I am in my 50’s now. I grew up with not being able to talk, express etc… I was always told “you shouldn’t feel this way” etc… I have 9 siblings and for the past couple of years I tried expressing myself in a calmer manner – now they all say “what’s wrong with her”. Such ancient mentality. As for the students who never heard of type C. They are behind the times. I believe type c is not new. It has always been out there, just that Know one ever tallked about it, like Isaid “it” wasn’t allowed. I tried therapy but don’t have the money to stay long enough to actually get anywhere with it. So I am self teaching which is hard, long and slow going. Thanks for putting this info out there, at least now I don’t feel so crazy.
N.J.
Canada
March 17, 2012 at 4:26 am
From The Patients-Eyes.
Impressive!. Tutus Credible Aver.
March 17, 2012 at 4:39 am
From The Patients-Eyes.
Step 1. Empty The Cup Of Toxic People Tutus From (“Your life”).
Step 2. Never take a “subjective” view!. Only Objective, — based on rational, credible evidence. [As a result, kindly exclude Media, / TV Commentary. Namely, “The Editors 1min view” of an important point…

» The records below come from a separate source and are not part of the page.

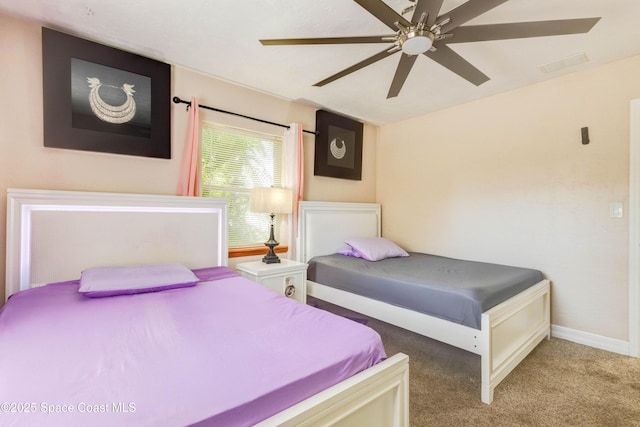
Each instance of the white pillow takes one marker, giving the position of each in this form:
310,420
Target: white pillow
375,248
126,280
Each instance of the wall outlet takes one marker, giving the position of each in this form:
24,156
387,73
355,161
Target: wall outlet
616,210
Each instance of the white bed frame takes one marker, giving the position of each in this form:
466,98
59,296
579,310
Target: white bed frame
509,331
54,235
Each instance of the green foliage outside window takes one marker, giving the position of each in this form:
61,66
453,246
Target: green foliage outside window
233,162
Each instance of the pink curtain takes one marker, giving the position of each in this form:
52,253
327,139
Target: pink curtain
189,179
294,178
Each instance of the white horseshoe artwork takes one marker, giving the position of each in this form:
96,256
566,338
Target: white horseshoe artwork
117,114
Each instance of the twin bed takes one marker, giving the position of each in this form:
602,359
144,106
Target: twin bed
217,349
498,312
222,350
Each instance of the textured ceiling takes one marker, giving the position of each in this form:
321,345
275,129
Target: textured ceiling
220,38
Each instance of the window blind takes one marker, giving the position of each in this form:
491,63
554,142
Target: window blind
233,162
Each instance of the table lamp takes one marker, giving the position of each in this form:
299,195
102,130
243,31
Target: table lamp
271,200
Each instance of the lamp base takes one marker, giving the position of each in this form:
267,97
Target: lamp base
271,257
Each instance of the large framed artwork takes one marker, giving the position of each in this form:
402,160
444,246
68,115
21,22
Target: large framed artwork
338,151
97,98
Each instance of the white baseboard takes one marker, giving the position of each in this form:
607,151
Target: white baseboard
592,340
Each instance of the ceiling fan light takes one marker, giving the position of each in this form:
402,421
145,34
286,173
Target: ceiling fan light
417,42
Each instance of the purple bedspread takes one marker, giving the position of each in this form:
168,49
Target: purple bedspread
226,352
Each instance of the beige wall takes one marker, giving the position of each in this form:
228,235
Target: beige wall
507,180
26,163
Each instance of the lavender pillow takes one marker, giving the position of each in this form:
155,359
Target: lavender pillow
127,280
375,248
349,251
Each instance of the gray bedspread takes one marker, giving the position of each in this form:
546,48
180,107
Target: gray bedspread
451,289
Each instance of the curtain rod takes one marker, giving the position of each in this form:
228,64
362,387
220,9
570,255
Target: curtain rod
177,100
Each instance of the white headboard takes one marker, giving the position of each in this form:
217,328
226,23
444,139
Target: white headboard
324,226
54,235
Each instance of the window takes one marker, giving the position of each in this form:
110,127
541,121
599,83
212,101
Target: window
233,162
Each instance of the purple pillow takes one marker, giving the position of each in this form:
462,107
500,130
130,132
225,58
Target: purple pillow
127,280
375,248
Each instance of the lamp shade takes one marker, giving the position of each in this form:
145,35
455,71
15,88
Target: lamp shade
271,200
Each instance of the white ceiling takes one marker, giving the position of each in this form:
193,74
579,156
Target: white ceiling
220,38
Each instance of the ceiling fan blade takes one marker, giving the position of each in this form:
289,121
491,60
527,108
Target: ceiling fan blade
375,58
404,67
449,59
432,7
384,13
466,12
328,40
518,30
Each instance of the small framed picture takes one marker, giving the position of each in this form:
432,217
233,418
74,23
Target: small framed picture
97,98
338,152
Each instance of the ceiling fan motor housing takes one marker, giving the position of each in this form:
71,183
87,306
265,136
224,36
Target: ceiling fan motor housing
416,42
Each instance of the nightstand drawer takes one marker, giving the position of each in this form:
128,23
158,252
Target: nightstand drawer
290,285
288,277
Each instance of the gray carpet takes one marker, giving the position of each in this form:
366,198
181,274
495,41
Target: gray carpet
559,384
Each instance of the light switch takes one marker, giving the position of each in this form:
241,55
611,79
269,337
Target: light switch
616,210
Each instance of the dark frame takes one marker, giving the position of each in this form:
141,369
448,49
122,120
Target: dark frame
68,62
338,152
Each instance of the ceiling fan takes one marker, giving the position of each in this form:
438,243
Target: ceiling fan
430,34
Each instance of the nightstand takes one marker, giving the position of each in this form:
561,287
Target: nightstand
286,277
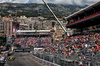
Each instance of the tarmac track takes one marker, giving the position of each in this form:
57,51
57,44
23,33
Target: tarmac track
23,59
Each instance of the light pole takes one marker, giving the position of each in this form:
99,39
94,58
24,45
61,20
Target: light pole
55,17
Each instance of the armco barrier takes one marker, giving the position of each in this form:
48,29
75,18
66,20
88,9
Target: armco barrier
44,61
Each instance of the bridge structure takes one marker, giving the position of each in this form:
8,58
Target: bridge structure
85,20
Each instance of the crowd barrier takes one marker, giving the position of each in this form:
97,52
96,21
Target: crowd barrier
44,61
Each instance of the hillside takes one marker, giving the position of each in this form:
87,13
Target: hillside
34,9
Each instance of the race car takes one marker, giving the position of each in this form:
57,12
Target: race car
11,58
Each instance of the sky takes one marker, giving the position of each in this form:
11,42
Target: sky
71,2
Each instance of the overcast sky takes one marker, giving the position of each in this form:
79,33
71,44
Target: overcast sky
78,2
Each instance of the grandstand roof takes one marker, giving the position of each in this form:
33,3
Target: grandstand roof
33,30
84,9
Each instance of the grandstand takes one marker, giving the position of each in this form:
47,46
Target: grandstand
86,20
33,33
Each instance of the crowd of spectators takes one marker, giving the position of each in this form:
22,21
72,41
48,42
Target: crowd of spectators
79,45
26,42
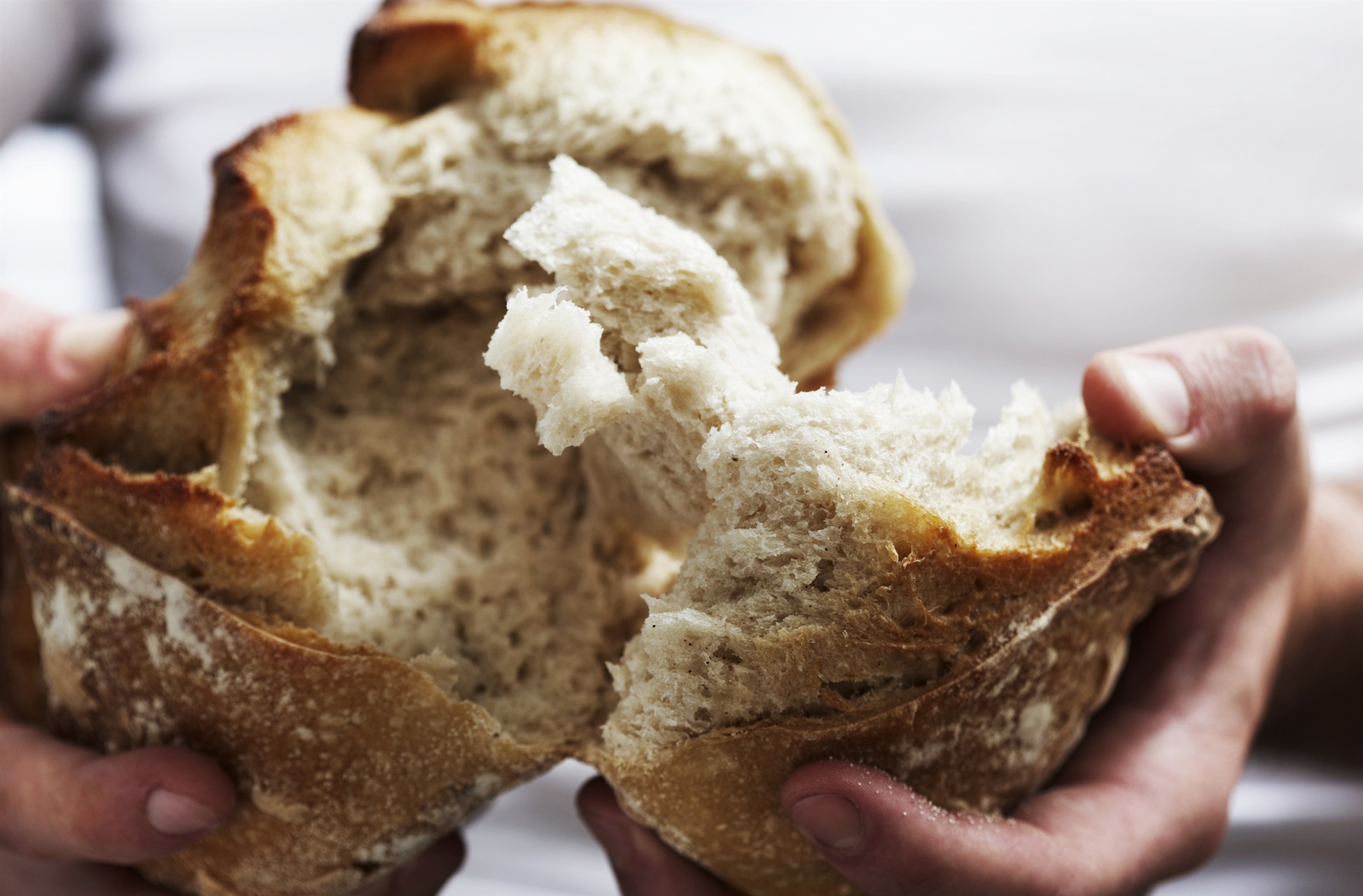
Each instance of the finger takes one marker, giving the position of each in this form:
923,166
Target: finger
46,358
889,841
643,864
1095,839
423,876
1145,794
62,802
1213,397
26,876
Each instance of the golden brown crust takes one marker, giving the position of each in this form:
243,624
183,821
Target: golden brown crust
1037,648
22,690
186,602
348,760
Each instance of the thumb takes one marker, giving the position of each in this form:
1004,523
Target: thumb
62,802
46,358
1215,397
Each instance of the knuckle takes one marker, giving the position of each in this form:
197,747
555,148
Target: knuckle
1204,838
1272,374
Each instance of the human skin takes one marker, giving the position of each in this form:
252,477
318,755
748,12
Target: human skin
1145,794
70,817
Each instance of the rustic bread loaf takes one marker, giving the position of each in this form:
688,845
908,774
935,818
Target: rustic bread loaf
305,529
852,585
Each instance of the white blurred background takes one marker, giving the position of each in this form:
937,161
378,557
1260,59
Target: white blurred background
1068,178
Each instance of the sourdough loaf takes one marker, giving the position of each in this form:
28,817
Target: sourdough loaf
305,529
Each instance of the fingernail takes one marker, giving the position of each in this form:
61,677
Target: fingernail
83,345
830,820
179,816
617,839
1159,389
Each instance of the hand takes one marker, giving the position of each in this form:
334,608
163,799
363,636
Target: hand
69,816
1145,794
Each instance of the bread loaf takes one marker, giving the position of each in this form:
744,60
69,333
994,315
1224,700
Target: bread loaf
306,529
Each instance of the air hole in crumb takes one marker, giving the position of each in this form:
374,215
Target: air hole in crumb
728,655
821,580
1077,506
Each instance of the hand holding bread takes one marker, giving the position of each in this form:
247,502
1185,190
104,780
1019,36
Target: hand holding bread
303,528
1144,797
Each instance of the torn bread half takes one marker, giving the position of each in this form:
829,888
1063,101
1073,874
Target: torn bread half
305,529
852,585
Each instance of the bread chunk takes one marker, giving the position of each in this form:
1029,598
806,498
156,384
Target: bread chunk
852,584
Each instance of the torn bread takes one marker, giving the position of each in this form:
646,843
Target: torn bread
852,585
305,529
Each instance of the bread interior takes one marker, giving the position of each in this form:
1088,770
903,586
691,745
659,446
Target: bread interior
800,592
450,538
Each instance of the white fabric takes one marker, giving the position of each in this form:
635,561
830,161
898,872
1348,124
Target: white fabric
1069,178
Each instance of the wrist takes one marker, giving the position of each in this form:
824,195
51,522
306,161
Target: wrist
1315,710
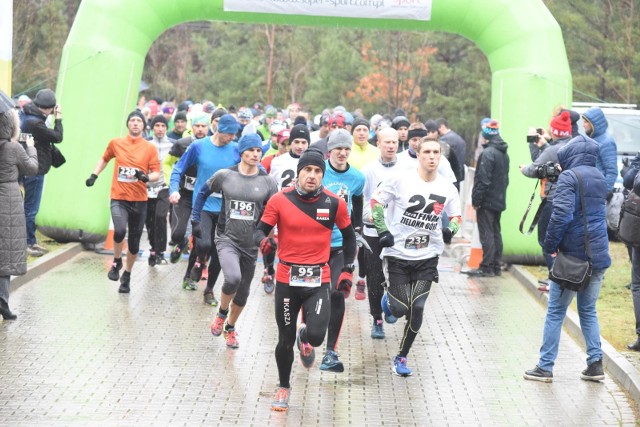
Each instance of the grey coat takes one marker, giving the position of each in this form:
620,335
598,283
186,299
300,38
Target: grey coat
14,161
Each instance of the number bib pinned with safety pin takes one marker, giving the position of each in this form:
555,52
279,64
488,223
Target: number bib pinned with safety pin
305,275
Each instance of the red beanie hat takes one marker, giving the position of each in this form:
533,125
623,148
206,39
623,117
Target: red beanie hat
561,125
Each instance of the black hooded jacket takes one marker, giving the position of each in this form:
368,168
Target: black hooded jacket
492,176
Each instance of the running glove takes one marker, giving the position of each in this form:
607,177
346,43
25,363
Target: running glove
195,229
91,180
268,245
386,239
345,281
142,176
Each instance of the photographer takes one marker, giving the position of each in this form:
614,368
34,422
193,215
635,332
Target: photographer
544,155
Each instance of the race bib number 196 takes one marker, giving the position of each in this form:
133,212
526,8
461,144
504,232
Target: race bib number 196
305,275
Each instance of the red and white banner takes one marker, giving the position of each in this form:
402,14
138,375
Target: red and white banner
419,10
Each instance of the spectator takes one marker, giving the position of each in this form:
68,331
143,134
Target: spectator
566,233
33,121
14,162
489,200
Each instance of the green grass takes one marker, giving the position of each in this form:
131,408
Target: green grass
615,306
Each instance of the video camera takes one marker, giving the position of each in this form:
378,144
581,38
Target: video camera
550,170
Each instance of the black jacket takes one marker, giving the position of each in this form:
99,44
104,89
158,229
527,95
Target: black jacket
33,122
492,176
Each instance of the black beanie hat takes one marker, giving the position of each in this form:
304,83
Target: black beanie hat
137,113
359,122
159,119
313,157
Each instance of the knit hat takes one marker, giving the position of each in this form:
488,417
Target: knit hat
339,138
228,124
431,125
251,140
300,131
180,115
6,103
137,113
283,135
313,157
159,119
45,98
400,121
413,133
490,129
359,122
561,125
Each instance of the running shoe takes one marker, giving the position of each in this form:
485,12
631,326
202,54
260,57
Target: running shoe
269,286
331,362
210,299
281,401
400,367
230,336
218,324
124,283
189,284
377,332
307,352
196,271
160,259
360,293
114,271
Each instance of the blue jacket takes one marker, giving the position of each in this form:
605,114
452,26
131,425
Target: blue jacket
566,231
607,162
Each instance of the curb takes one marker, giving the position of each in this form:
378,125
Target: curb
616,365
46,263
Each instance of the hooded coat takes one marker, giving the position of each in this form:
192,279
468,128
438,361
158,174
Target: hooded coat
607,162
492,176
566,230
14,162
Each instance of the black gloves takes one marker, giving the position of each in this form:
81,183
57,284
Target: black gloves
386,239
142,176
91,180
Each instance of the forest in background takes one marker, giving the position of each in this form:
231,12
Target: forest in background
429,75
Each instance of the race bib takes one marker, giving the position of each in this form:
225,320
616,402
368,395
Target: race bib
242,210
127,174
189,183
417,240
305,275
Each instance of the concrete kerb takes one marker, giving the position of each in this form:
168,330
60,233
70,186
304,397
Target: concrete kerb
617,366
46,263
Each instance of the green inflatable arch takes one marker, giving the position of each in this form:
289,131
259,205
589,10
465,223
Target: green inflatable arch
104,55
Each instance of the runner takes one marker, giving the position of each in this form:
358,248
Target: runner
135,158
303,276
374,173
412,242
347,183
210,155
245,190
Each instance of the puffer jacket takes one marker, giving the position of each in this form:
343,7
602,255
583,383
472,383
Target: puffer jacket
33,122
607,162
14,161
492,176
566,230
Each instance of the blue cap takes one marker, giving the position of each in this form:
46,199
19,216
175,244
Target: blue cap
250,140
228,124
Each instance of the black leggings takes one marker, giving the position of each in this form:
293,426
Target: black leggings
375,277
316,310
132,215
156,222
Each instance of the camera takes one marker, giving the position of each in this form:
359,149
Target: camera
24,136
550,170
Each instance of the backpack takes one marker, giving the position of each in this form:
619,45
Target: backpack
629,226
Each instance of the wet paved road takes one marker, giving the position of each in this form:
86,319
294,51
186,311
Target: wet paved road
82,354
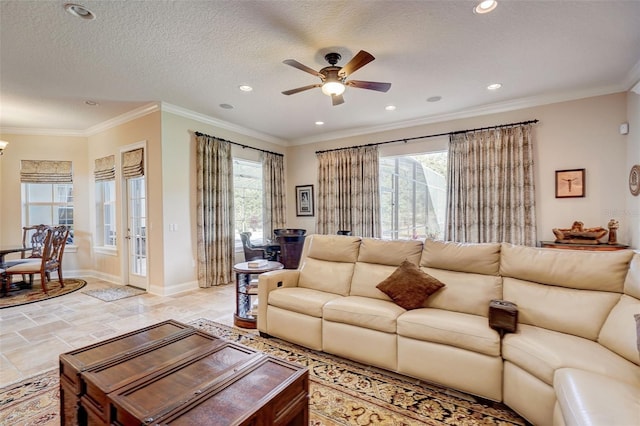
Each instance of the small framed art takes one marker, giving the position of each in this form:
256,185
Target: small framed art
570,183
304,200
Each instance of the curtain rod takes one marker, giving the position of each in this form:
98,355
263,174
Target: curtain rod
239,144
432,136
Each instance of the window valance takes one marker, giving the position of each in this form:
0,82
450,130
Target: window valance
105,168
133,163
45,171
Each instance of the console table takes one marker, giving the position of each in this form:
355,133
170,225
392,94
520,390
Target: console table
247,292
593,247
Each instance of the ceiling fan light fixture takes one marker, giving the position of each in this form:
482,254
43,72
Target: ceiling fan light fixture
331,88
485,6
79,11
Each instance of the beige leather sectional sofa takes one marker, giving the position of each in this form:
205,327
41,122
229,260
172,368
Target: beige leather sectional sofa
573,360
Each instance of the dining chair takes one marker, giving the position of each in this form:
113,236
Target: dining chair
33,238
51,260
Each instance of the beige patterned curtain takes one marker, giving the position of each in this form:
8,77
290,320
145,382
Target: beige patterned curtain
133,163
275,214
214,211
491,187
105,168
45,171
348,191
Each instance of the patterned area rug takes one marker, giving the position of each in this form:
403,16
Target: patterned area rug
341,392
35,294
109,294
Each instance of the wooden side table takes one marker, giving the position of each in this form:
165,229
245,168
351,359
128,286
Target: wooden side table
592,247
247,292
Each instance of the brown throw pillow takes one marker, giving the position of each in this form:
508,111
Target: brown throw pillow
408,286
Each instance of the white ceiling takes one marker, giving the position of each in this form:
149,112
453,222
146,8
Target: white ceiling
192,56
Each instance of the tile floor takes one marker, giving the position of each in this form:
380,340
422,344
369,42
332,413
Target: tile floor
33,336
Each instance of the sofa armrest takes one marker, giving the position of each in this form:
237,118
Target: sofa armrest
268,282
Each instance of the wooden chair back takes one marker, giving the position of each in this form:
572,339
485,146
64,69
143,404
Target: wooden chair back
34,236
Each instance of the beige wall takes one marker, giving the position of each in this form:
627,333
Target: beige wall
577,134
28,147
631,213
179,196
570,135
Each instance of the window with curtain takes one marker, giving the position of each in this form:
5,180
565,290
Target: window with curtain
105,190
413,196
47,193
248,200
491,194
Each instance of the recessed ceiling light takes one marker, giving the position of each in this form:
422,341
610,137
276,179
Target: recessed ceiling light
485,6
79,11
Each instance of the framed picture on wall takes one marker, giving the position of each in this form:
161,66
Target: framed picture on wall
570,183
304,200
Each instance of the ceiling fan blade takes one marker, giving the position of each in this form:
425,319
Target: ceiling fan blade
301,89
371,85
302,67
361,59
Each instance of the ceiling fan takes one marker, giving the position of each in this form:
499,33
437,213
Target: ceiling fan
334,78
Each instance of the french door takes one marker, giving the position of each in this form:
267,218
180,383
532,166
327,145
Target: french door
136,235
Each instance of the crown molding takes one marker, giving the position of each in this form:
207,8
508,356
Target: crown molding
206,119
105,125
495,108
633,79
123,118
42,132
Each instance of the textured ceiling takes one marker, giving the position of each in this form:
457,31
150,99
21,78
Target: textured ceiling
194,55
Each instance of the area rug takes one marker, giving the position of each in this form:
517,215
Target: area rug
109,294
341,392
35,294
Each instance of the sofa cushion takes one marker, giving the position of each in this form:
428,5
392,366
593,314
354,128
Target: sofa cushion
620,331
465,292
377,260
478,258
587,398
579,269
329,276
408,286
364,312
327,263
456,329
541,352
389,252
632,282
578,312
334,248
302,300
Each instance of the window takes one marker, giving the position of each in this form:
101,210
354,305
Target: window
248,202
106,213
49,204
413,196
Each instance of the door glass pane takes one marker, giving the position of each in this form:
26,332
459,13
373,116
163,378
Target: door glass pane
137,227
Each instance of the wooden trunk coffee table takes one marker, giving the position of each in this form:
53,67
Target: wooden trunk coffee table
184,376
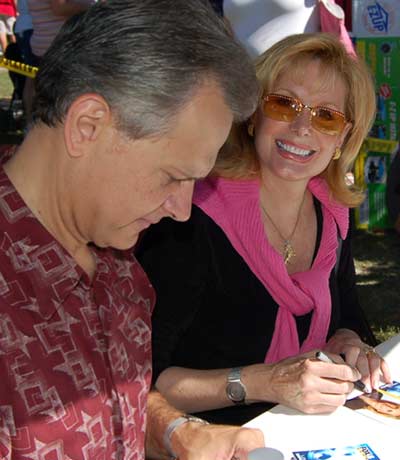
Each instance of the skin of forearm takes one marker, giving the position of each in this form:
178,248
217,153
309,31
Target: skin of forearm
66,8
192,390
159,415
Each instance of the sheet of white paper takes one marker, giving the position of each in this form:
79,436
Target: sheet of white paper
288,430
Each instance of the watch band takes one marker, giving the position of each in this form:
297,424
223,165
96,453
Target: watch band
173,426
235,374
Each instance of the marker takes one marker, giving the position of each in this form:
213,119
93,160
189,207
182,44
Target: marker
358,384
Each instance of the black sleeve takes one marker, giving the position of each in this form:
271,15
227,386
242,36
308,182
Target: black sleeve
345,302
174,256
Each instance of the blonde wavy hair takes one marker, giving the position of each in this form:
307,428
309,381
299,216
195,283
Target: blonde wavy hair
238,159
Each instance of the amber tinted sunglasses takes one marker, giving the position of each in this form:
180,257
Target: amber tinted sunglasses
285,108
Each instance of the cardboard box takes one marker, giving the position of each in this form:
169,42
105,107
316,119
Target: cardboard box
370,172
383,57
376,18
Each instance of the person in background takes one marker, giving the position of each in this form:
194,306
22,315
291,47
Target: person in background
259,24
47,18
123,124
218,6
8,12
23,30
262,275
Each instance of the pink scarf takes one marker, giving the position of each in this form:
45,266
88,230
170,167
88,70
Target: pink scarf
234,206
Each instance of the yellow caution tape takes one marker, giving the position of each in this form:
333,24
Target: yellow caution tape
19,67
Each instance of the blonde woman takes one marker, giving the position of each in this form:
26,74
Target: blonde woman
262,276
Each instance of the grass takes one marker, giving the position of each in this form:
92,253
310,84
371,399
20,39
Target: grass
377,259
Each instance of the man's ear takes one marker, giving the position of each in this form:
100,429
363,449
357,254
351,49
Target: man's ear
87,118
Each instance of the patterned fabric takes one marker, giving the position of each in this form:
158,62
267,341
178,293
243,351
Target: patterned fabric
235,206
75,353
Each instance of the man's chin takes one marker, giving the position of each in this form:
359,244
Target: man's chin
121,244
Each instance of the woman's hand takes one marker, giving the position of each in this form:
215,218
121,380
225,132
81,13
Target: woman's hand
303,382
358,354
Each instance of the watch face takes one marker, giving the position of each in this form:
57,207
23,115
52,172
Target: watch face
235,392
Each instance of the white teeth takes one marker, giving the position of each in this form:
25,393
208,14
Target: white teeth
294,150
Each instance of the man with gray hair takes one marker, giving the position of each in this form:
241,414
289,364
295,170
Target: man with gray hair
133,102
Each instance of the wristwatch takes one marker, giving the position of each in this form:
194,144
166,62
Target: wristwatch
235,390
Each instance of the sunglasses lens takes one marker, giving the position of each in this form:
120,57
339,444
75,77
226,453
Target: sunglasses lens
279,108
327,121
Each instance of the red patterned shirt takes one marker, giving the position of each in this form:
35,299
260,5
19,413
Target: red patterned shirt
75,353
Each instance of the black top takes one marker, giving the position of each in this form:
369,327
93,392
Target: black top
212,311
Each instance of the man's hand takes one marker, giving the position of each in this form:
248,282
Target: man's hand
193,441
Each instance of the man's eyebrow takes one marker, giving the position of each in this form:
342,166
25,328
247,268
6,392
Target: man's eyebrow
185,176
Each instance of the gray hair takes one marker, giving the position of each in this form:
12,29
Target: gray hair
146,58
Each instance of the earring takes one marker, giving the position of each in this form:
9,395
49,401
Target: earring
337,153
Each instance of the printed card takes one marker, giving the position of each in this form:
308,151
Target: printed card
391,389
358,452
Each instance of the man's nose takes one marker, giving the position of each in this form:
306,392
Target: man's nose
179,204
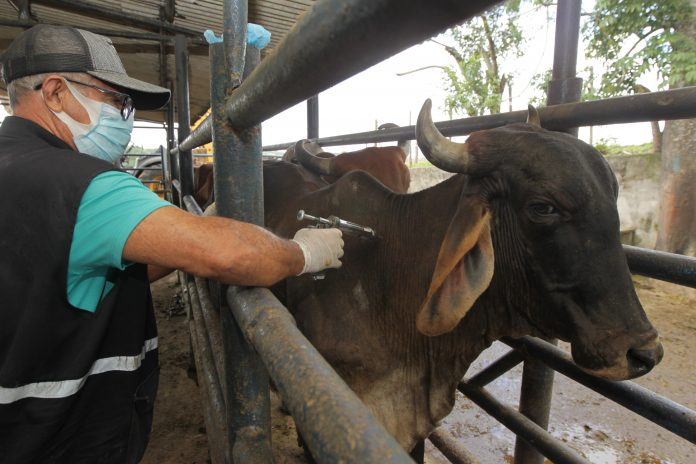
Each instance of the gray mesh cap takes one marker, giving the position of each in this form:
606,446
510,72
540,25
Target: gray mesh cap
45,49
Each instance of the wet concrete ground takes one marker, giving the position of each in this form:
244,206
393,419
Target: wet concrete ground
599,429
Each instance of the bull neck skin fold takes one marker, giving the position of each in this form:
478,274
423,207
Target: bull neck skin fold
387,328
540,208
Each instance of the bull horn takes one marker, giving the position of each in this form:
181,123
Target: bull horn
322,166
533,116
403,144
442,152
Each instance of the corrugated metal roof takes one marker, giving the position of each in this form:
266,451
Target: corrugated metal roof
141,58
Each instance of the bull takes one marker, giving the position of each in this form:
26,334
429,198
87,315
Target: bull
523,240
386,164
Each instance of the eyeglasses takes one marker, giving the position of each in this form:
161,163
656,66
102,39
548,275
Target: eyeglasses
121,99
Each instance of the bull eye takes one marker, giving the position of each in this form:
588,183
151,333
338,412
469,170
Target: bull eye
543,210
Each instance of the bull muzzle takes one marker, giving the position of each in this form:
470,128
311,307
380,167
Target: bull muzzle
624,364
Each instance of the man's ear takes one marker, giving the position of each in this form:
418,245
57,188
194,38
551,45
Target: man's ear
53,89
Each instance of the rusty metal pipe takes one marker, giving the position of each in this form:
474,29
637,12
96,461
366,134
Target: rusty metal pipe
451,447
522,426
651,106
662,411
335,424
363,33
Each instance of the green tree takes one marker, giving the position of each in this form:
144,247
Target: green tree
478,80
636,37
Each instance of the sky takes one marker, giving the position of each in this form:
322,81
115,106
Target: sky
379,95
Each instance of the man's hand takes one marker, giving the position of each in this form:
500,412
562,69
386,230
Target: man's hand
321,248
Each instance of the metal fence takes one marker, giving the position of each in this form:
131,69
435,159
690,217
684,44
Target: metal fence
242,335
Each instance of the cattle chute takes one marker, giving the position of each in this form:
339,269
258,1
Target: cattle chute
259,98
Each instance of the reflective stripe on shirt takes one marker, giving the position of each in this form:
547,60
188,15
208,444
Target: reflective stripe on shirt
65,388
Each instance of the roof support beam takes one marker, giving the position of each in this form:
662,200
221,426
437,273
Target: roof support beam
116,16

Thirdly. “We always leave the best to Last;
Read Lillian Glass, Ph.D.
Book, “I Know What You’re Thinking”.
“You’ll be joyfully surprised!”.
July 6, 2012 at 2:27 pm
Dyllan
This is me. Everything from ‘denier of feelings’ to having Crohn’s (an auto-immune disease) and asthma. This entire article is like a case study of my life.
October 5, 2012 at 9:24 pm
Sean
Great work on recognizing the patterns and being able to determine clear and defined characteristics of another personality type. Though I know that most people typically fall into one of these types, I also know that the evolution of these studies will never be complete and there will be many more amendments to the studies and that this one will be a key to many.
There goes my Type C personality, I couldn’t make a negative comment if I wanted to, but of course I wouldn’t want to because of my personality 😛
I also exhibit Type A traits pretty clearly as well, but it is most common in settings where I am not communicating face to face and under general anonymity. I also exhibit them in groups where I feel I am the alpha. I switch casually between types depending on who I am with, and also have a tendency towards mimicry as well, where I take on the personality and habits of those I am around or work with, but it is to an unusual level that I don’t believe is just “people pleasing”.
October 11, 2012 at 7:04 am
Michael S. Partyka
Hello. I am in counseling and my therapist and I are working on repressed emotions. I exhibit a number of the characteristics you describe in your article. It is extremely difficult for me to stand up for myself or to be assertive. Thank-you for your article. I really appreciate it.
October 15, 2012 at 9:40 pm
stevemehta
I am glad that it has helped in some way. keep working at it.